Combien de temps l’inflation va-t-elle durer ?
- Selon moi, il y a très peu de chances que les prix des produits énergétiques importés baissent parce que l'Europe a renoncé une fois pour toutes sans doute au gaz russe. D'autre part, parce que l'Europe doit mettre en œuvre des politiques d'énergie renouvelable et de nucléaire qui au final se traduisent par une hausse du prix l'énergie. Par ailleurs, compte tenu des perturbations climatiques, les marchés agricoles vont rester tendus. Et donc nous sommes dans une phase où les hausses des prix de l'énergie et des matières premières continuent à alimenter la dynamique prix-salaires et il est probable qu'elle dure encore pendant deux à trois années et on va connaître des inflations de l'ordre de 5 à 7%, sauf un miracle.

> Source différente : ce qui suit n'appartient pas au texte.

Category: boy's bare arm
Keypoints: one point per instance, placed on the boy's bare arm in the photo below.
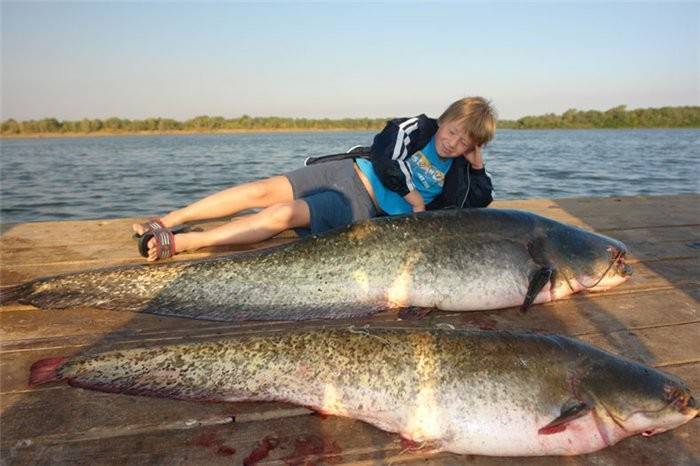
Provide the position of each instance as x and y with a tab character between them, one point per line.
416	200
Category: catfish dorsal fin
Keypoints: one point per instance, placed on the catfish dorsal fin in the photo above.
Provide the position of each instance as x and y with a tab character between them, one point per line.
572	409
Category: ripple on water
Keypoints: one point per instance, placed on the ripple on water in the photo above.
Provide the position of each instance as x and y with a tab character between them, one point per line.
137	176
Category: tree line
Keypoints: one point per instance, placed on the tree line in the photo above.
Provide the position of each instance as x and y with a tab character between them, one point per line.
616	117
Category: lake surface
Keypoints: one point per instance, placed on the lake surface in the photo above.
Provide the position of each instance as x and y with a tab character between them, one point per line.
125	176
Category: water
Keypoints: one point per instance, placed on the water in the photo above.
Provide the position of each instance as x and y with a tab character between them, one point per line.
109	177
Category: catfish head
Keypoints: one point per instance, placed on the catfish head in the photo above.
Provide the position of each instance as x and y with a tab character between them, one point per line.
630	398
582	260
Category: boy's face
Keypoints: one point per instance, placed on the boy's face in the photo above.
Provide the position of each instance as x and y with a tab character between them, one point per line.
452	140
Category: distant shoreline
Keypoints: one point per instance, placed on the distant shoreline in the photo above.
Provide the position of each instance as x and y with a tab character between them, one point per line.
99	134
615	118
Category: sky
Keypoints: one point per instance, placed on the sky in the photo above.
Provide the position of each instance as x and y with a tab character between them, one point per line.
336	59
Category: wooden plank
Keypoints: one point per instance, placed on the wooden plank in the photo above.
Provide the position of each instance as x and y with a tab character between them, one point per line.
653	317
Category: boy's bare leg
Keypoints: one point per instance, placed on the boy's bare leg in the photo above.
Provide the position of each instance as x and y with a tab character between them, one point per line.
256	194
245	230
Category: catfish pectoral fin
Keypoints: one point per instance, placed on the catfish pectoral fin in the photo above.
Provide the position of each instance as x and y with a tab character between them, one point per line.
572	409
539	279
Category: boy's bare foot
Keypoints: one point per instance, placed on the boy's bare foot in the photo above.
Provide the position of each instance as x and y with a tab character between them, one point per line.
182	242
141	228
153	224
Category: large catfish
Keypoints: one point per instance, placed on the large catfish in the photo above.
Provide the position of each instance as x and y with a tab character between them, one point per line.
488	393
458	260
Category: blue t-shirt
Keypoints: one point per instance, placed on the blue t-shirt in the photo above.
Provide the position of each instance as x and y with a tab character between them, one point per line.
427	170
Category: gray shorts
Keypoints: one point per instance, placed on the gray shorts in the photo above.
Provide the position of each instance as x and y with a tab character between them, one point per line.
334	193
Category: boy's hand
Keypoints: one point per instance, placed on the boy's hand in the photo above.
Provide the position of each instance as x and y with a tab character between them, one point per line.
474	157
416	200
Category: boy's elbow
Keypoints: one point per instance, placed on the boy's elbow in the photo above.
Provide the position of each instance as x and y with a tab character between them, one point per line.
482	201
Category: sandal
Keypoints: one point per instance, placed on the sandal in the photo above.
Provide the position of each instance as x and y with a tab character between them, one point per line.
156	224
165	242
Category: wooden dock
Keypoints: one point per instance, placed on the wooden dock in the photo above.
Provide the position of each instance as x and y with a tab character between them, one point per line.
653	318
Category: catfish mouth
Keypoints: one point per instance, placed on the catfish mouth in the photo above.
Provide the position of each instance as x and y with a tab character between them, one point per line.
682	403
616	272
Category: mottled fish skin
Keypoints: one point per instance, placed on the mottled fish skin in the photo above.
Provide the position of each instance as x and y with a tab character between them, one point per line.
491	393
450	260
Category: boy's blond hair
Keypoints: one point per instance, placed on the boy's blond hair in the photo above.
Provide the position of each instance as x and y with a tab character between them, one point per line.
476	114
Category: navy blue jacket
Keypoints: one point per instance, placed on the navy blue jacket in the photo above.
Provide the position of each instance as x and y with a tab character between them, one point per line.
400	139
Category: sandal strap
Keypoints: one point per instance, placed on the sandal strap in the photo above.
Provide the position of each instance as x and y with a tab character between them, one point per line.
153	224
165	243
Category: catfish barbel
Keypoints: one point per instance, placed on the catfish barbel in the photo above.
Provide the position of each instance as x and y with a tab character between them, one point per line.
487	393
457	260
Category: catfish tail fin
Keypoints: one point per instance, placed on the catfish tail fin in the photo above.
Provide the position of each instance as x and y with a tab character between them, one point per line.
45	371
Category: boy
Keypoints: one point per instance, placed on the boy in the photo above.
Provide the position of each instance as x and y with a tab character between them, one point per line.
415	164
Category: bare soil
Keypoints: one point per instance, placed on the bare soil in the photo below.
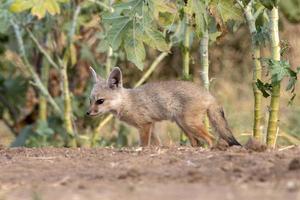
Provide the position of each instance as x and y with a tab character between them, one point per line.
149	173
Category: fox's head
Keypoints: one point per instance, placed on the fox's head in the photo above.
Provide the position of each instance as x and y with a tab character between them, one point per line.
106	94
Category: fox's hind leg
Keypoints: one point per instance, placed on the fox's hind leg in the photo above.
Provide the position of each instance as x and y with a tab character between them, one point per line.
154	140
147	136
192	139
195	127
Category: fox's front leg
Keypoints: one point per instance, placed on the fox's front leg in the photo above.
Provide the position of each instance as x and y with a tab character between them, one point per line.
145	134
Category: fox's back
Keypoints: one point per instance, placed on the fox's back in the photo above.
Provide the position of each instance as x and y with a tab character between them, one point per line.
166	100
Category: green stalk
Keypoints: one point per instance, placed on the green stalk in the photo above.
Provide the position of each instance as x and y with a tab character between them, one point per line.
204	59
140	82
275	96
186	51
205	67
257	72
108	65
42	99
37	81
68	112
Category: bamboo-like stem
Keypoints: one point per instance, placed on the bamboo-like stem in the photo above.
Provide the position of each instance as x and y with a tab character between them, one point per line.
37	81
140	82
204	59
42	99
205	67
275	96
42	50
68	112
103	5
257	71
151	69
186	51
108	65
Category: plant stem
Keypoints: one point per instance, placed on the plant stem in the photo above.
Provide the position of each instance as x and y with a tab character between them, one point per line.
141	81
186	51
151	69
108	65
42	50
204	59
275	96
37	81
205	67
257	72
42	99
68	112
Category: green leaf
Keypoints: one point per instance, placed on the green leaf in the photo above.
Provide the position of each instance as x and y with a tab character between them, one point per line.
227	10
269	4
117	32
196	9
38	8
21	5
155	39
135	51
291	9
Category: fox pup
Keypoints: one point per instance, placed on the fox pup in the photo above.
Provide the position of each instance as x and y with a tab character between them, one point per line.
180	101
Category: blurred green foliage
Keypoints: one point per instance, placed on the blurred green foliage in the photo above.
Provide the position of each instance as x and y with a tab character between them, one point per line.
135	30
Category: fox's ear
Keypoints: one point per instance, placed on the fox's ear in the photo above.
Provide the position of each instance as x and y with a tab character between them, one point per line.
94	75
115	78
96	78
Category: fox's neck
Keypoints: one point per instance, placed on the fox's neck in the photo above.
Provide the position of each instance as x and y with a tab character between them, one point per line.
124	110
121	107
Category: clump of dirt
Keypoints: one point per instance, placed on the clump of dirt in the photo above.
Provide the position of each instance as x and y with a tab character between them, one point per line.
295	164
149	173
255	145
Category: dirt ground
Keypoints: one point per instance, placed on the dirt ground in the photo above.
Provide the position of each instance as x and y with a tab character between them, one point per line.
149	173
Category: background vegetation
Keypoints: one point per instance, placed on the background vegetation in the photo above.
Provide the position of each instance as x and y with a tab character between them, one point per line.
231	46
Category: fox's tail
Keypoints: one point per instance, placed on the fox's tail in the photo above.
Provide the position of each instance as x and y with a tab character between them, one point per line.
217	118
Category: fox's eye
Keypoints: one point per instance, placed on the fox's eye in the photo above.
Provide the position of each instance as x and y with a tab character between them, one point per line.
99	101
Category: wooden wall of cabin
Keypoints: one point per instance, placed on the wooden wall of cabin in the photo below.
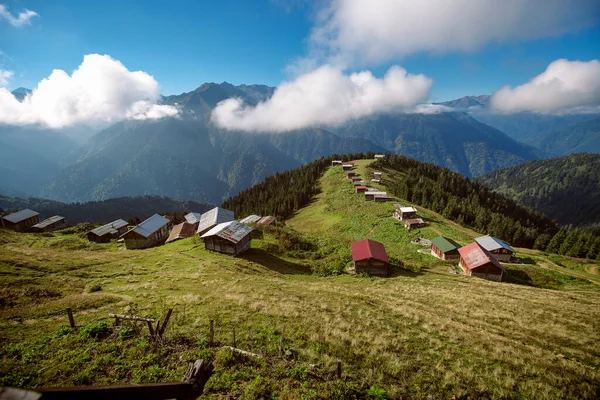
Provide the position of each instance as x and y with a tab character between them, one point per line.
372	267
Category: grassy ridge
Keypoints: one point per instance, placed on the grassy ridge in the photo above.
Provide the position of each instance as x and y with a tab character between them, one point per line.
423	331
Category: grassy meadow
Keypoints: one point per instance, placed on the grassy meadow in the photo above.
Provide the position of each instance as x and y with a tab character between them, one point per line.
423	331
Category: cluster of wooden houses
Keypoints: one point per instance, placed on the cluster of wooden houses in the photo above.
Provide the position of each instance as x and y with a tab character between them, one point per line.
29	221
360	185
217	228
480	258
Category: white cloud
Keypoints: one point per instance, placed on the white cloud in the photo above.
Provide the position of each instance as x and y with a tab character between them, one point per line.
22	19
325	96
101	89
565	86
362	32
5	77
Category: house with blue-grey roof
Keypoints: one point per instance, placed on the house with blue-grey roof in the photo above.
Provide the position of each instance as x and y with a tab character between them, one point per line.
109	231
153	231
230	237
51	224
20	221
497	247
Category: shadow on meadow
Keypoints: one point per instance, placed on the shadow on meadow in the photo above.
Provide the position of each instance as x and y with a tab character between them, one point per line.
275	263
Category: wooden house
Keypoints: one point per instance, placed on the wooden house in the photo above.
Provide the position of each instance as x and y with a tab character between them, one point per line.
212	218
107	232
370	257
20	221
50	224
477	261
413	223
382	198
266	221
193	218
153	231
500	250
370	194
251	219
182	231
403	213
228	237
444	248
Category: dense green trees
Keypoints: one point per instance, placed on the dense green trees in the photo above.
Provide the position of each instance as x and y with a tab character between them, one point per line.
566	189
467	202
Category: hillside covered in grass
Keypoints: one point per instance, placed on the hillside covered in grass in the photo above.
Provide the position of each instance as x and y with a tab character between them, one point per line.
424	331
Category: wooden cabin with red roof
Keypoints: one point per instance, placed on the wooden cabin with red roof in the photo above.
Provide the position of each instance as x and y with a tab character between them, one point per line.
370	257
477	261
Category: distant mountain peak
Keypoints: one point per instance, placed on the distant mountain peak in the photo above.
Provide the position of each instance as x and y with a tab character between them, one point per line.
468	101
20	93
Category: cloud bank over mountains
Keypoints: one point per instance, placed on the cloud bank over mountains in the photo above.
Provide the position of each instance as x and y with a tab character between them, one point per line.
369	32
564	86
101	89
325	96
355	33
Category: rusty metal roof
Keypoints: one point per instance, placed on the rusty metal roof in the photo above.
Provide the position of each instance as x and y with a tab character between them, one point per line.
233	231
20	215
214	217
110	228
268	220
250	219
149	226
367	248
491	243
181	231
48	222
475	256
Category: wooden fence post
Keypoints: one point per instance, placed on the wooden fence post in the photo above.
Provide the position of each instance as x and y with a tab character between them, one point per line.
198	374
71	319
282	342
165	322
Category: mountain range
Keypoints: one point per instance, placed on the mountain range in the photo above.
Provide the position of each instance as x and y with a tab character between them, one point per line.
188	157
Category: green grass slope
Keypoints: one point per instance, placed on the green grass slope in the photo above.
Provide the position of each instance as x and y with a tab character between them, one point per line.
423	331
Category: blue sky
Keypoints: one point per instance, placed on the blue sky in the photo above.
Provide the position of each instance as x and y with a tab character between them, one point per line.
185	43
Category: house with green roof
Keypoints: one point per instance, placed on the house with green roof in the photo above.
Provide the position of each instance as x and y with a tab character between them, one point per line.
444	248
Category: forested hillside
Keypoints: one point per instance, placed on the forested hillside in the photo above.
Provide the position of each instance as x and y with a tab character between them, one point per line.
127	208
467	202
566	189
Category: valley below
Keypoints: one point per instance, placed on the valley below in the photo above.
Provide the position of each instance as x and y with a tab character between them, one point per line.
423	331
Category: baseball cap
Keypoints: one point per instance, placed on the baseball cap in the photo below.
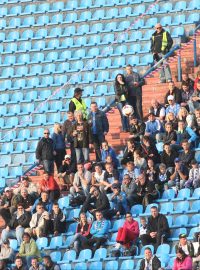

- Combien de temps ça va durer ? Les Banques centrales ont justifié leur inertie du début du déclenchement de cette hausse des prix en disant que ce serait temporaire. Puis ça a duré plus longtemps que ce qu'elles avaient anticipé. Le gouvernement de la Banque de France a toutefois dit que dès la fin de 2023, voire début 2024, on sera en dessous de 3 ou 4 % de hausse des prix. Donc je pense qu'il a raison. Ce sera peut-être au deuxième semestre de 2023 ou premier semestre de 2024, mais la hausse des prix va rentrer dans les clous. On voit déjà dans certains pays, comme les USA, des prix qui se mettent à baisser. Non seulement ils ont arrêté d'augmenter, mais sur certains secteurs de la consommation, les prix ont baissé, donc ça ne devrait pas durer longtemps.